3. Hold your child tenderly. Sometimes it really helps to hold a distressed child, but you must feel calm and in control yourself. Being next to your calm body will bring his over aroused body and brain systems back into balance and release natural, calming oxytocin and opioids. Say simple words such as, "I know, I know." (Words alone, however, will not strongly release these wonderful chemicals.) If his rage system has been triggered, as well as his distress system, and he is throwing things around the room or hitting or biting, you will need to use a holding technique.
4. Sometimes a child will feel safe and contained just by you sitting down calmly next to him and talking gently. Some children find this preferable to being held, because it allows them the freedom to move.

5. Avoid using the time-out technique during a distress tantrum. You wouldn't walk away from your best friend or send her to a time-out room if she was writhing and sobbing on the floor, so this is certainly not appropriate for children, who have far fewer emotional resources than adults. Using time out for a child in distress would also mean missing a vital opportunity for rage and distress regulation and establishing effective stress-regulating systems in the brain.

6. Avoid putting a child in a room on his own during a distress tantrum. Although the child may stop vocal crying, he may continue to cry internally-something that research shows is more worrisome. (5, 6) Whereas vocal crying is a request for help, silent, internal crying is a sign that the child has lost faith that help will come (learned helplessness). In some people, this tragic loss of faith can stay for life.

7. Remind yourself that a child's distress is genuine. A two year-old who is screaming because his sibling has snatched a toy car is not just making a fuss. Research shows that a sense of loss activates the pain centers in the brain, causing an agonizing opioid withdrawal. (7) Because small children have been in the world for only a few years, they don't have a clear perspective on life. As adults, we have a backdrop of events and experiences that tell us that the loss of a toy car is a minor disappointment. But for a small child, this loss can mean everything. If a child is repeatedly punished for grief fueled tantrums (grief often includes rage), the lesson he learns is: "Mommy cannot manage or understand my grief." As a result, he is likely to switch off feelings of hurt because they are no longer safe to have. And this has consequences for how a child manages his feelings into adulthood.


Reference Notes:

1) Brody GH, et. al (1982).

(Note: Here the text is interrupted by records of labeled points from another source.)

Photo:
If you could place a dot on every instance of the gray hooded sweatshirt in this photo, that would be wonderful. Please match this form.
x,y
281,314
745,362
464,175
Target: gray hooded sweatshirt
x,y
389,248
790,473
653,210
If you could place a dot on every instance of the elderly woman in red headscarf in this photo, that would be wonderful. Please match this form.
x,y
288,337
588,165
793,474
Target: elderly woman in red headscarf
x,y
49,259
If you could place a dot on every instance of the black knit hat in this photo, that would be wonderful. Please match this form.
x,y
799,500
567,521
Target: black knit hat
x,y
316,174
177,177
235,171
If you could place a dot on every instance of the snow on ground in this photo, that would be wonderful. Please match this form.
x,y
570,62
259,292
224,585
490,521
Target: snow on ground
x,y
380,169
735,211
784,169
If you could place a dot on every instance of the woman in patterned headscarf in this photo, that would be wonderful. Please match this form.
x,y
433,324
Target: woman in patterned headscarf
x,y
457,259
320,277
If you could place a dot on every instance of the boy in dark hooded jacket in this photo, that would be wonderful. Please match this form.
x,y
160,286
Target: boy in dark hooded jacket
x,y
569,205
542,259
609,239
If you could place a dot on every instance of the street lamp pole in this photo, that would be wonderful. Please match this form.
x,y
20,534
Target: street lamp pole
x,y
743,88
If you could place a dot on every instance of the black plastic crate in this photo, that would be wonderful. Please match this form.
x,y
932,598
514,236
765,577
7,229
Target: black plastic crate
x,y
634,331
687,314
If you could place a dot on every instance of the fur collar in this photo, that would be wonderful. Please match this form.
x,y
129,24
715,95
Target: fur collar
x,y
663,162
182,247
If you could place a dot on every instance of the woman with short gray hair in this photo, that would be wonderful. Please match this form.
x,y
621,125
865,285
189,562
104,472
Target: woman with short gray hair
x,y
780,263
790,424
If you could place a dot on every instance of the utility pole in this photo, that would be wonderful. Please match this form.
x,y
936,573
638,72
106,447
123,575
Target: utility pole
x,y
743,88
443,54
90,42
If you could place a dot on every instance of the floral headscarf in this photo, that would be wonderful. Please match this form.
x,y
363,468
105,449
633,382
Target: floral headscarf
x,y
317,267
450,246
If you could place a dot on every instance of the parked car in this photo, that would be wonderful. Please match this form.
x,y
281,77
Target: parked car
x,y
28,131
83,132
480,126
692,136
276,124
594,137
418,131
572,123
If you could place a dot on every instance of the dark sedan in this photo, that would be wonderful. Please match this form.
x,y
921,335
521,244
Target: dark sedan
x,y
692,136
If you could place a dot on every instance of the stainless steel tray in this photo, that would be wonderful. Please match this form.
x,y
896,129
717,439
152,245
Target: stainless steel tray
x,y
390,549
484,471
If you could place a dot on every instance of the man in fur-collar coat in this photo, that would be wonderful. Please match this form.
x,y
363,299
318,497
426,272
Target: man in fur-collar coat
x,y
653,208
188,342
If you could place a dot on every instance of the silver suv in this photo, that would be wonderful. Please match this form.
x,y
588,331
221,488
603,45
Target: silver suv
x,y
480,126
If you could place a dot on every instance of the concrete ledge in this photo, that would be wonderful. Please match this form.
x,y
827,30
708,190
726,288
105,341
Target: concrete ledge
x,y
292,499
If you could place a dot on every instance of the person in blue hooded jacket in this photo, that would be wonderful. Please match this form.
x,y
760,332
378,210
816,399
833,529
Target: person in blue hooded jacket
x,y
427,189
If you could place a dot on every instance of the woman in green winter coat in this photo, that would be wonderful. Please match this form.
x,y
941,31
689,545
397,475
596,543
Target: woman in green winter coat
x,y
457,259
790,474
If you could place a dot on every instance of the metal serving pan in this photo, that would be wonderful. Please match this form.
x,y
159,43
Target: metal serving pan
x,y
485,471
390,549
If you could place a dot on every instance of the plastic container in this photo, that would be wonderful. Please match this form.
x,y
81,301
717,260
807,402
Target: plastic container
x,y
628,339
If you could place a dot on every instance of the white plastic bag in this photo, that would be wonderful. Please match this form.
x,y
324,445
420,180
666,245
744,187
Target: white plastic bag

Contributions of parents and peers to children's moral socialization. Developmental Review 2:31-75.

2) Haley, DW, et. al (2003). Infant stress and parent responsiveness: regulation of physiology and behavior. Child Development 74(5):1534-46.

3) Barbas H, et. al (2003). Serial pathways from primate prefontal cortex to autonomic areas may influence emotional expression. Neuroscience 10(4):25.

4) Panksepp, J (1998). Affective Neuroscience. Oxford University Press, New York: 54.

5) Gunnar MR (1989). Studies of the human infant's adrenocortical response to potentially stressful events. New Directions for Child Development Fall (3-18).

6) Hertgaard, L, et al. (1995) Adrenocortical responses to the strange situation in infants with disorganized/disoriented attachment relationships. Child Development 66:1100-06.

7) Panksepp, J (2003). Neuroscience: Feeling the pain of social loss. Science 302(5643):237-39.